The authors devised a model that starts with the resting sperm. At this stage, SNAREs on the acrosomal and sperm membranes are independently assembled in tight cis complexes, a fact revealed by their resistance to neurotoxins. When a spermatozoon reaches an egg, said Mayorga, calcium enters the sperm's cytoplasm and activates Rab3A, a GTP binding protein that triggers the disassembly of the cis SNARE complexes through an unknown process, leaving them toxin-sensitive. The chaperone NSF/alpha-SNAP is essential for this step of the process that renders monomeric proteins.

"Now, SNAREs in one membrane can interact with SNAREs in the opposite membrane, and form loose trans complexes," Mayorga told The Scientist. Finally, when calcium is released from the acrosome vesicle, it triggers the full assembly of the SNARE complex with synaptotagmin, a calcium sensor protein that is the last factor in the model. This time, SNAREs assemble in a trans configuration. According to the model, the sequential assembly and disassembly of SNAREs drives acrosomal exocytosis.

"This is really, really nice work," said Frederick Hughson of Princeton University, who was not involved in the study. "The authors were able to put together the sequence of events leading up to membrane fusion in a way that hasn't been done in other systems before."

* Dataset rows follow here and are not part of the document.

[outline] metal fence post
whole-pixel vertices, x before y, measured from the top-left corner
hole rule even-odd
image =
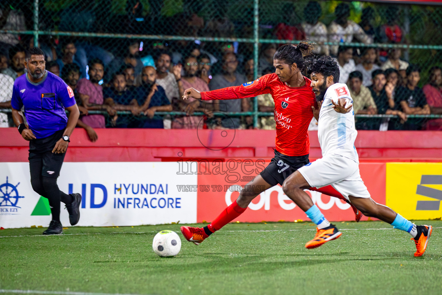
[[[253,37],[255,42],[253,43],[253,80],[258,78],[258,42],[259,40],[259,0],[254,0],[253,1]],[[255,97],[253,99],[253,126],[258,127],[258,99]]]
[[[34,46],[38,47],[38,0],[34,0]]]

The secret seems to lie in the system itself. "Sperm is an ideal system for studying acrosomal exocytosis," explained Mayorga. "It's an all-or-nothing process that happens once in the lifetime of the spermatozoon, and it's finely synchronized. In addition, sperm exocytosis is slower than in other systems such as neurons, which is a great advantage for our studies," he added.

Hughson was pleased with the tools developed by the authors. "They are able to circumvent the need for endogenous Rab3A by adding activated Rab3A, and they can also control the calcium influx: they deplete it using an inhibitor and then release calcium in an activated form." Hughson also remarked on the use of neurotoxins to determine the state of the SNARE complex. "To me, what's most impressive is that they gathered all these tools to have control over each step of the process, so they could start asking what's the order. It's a clever paper."

Mayorga expects this work to have an impact on the study of the fertilization process. "Many studies in the sperm physiology field are pharmacological or phenomological but don't analyze the system at the molecular level. Our study might help to change that."